Le travail collectif, le débat d’idées, la pensée philosophique ou le progrès des sciences humaines, sont couramment perturbés par des erreurs logiques que l’on appelle “sophismes”, ou encore “arguments fallacieux”.
Voici une liste non exhaustive :
– Attaquer la personne plutôt que les idées.
– Déformer les propos de l’autre pour l’attaquer.
– Confondre corrélation et causalité : ce n’est pas parce que deux phénomènes surviennent ensemble que l’un est la cause de l’autre.
– Présenter deux alternatives possibles, ou “tout noir” ou “tout blanc” lorsqu’il peut y en avoir d’autres, par exemple considérer que l’on est soit “pro-migrant”, soit raciste.
– Croire qu’une idée est juste parce qu’une majorité de gens la partage.

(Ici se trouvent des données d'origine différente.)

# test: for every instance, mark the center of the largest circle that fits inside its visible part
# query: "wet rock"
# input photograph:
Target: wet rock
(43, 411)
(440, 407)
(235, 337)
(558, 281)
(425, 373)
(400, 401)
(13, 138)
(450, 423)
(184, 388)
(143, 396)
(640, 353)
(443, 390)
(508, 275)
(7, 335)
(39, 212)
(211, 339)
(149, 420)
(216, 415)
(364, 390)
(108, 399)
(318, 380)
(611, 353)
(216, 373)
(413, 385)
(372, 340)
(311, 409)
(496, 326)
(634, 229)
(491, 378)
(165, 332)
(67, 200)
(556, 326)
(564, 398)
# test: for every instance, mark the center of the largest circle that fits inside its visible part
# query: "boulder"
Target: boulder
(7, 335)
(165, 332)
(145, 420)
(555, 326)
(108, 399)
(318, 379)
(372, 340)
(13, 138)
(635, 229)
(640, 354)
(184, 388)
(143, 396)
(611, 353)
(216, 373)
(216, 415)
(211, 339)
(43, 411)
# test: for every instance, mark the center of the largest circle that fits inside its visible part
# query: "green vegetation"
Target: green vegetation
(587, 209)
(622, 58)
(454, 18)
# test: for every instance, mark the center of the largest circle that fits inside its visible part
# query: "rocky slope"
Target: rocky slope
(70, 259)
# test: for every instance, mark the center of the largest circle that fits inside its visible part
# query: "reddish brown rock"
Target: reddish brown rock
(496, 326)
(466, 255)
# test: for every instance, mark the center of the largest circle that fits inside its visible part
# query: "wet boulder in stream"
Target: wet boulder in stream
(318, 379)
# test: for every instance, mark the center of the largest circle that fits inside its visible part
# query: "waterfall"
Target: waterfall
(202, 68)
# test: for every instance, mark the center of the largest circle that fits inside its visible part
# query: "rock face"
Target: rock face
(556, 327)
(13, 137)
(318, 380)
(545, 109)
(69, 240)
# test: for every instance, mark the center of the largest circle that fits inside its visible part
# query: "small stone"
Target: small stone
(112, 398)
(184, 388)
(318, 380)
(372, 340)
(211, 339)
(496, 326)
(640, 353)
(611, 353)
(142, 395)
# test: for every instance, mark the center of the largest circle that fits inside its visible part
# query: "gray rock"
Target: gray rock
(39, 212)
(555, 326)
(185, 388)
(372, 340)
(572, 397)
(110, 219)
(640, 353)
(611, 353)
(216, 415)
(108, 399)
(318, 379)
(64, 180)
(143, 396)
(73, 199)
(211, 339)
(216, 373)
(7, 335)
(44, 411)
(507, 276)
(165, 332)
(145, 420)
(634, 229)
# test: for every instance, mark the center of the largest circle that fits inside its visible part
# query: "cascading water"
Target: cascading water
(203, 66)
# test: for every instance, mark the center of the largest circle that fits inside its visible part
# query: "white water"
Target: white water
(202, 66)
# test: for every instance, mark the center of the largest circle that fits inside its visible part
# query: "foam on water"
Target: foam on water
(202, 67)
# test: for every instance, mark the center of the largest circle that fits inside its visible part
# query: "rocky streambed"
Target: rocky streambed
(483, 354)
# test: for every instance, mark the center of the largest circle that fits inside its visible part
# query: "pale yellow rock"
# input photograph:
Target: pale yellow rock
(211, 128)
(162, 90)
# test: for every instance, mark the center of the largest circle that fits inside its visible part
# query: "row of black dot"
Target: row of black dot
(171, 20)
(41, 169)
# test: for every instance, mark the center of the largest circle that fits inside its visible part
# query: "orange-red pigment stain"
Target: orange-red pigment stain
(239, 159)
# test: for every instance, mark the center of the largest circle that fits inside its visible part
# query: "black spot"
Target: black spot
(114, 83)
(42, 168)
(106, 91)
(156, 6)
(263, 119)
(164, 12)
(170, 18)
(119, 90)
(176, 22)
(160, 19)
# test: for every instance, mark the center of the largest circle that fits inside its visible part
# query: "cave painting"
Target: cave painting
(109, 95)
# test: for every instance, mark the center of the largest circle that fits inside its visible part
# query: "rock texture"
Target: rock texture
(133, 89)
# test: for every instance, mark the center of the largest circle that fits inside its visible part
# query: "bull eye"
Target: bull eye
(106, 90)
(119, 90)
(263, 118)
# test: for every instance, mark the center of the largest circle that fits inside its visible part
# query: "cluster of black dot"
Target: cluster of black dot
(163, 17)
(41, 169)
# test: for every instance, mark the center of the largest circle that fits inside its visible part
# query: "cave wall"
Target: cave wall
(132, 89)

– Croire qu’une idée juste est une idée “entre deux” ou “dans la moyenne”, autrement-dit, chercher le compromis plutôt que la vérité.
Par exemple : au Maroc, il y a des femmes qui vont cheveux libres, d’autres portent un voile qui couvre les cheveux, d’autres se couvrent le visage. Le “juste milieu”, pour la plupart des marocains, est donc le voile qui couvre les cheveux. Pourtant, dans d’autres cultures, la frontière de la pudeur est différente.

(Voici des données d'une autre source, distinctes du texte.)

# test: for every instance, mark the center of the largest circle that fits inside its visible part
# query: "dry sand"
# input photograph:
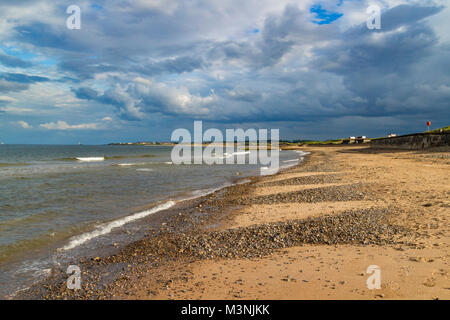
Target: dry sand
(307, 233)
(415, 183)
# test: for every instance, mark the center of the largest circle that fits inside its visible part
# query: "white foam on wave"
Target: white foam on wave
(90, 159)
(108, 227)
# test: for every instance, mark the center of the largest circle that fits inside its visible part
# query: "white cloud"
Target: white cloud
(62, 125)
(24, 124)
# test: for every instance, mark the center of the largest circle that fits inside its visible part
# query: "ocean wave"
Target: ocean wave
(90, 159)
(14, 164)
(108, 227)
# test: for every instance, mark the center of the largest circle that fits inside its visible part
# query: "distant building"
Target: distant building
(349, 140)
(362, 139)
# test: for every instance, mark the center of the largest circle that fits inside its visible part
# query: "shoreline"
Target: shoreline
(326, 204)
(153, 221)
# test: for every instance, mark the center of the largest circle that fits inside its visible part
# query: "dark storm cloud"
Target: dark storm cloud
(22, 78)
(204, 60)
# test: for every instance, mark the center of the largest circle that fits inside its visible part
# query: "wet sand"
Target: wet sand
(309, 232)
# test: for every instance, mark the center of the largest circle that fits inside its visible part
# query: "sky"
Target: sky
(138, 69)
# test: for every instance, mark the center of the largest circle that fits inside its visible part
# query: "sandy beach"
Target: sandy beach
(309, 232)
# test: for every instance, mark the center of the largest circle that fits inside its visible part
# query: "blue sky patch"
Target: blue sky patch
(323, 16)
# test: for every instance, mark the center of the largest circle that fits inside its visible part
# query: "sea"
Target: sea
(62, 201)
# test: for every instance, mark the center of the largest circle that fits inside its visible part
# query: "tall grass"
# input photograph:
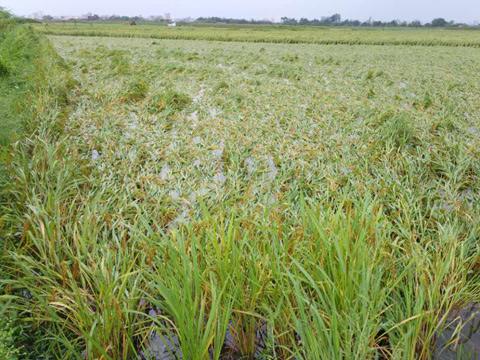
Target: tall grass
(347, 248)
(274, 34)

– Invoquer “Dieu”, “la nature”, “la détermination génétique” ou une quelconque idéologie, pour empêcher la critique. Par exemple : affirmer que les femmes ne sont pas bonnes en mathématiques, parce que c’est dans leurs gènes.
– Croire qu’une idée est vraie parce qu’elle est émise par des experts. Personne n’est infaillible, donc être expert n’affranchit pas de devoir argumenter et prouver son propos.
– Croire qu’une idée est vraie parce qu’on ne peut pas prouver son contraire. Par exemple, Dieu existe parce qu’on ne peut pas prouver qu’il n’existe pas.
– Faire d’un seul exemple une généralité.
– Présumer que l’alternative qu’on préfère est vraie lorsqu’un propos est ambigu.
– Faire appel aux émotions, par exemple utiliser le chantage sentimental ou brandir la menace d’une catastrophe.
– Répondre à une critique par une autre critique, au lieu de démonter la critique elle-même.
– Croire qu’une idée est fausse parce qu’elle utilise des arguments fallacieux. Bien que les sophismes présentés ici peuvent conduire à l’erreur, cela ne signifie pas que toutes les idées émises de la sorte sont fausses. Cela signifie qu’elles doivent être démontrées avec plus de rigueur méthodologique.
Pour étendre cette liste à l’ensemble des phénomènes pouvant empiéter un débat, citons aussi :
– Parler plus fort que son interlocuteur, et ainsi donner le sentiment à son auditoire qu’on est “le plus fort”. Cela ne signifie pas que le propos est plus pertinent.
– Les interruptions : l’interlocuteur croit connaître la fin du discours de l’autre ou bien ne se préoccupe pas de ses idées, et se permet donc de le couper. En sus de témoigner de l’agressivité, de l’arrogance et de perturber la concentration de la personne qui parle, une interruption peut donner au propos un sens tout à fait différent de celui qu’il devait avoir.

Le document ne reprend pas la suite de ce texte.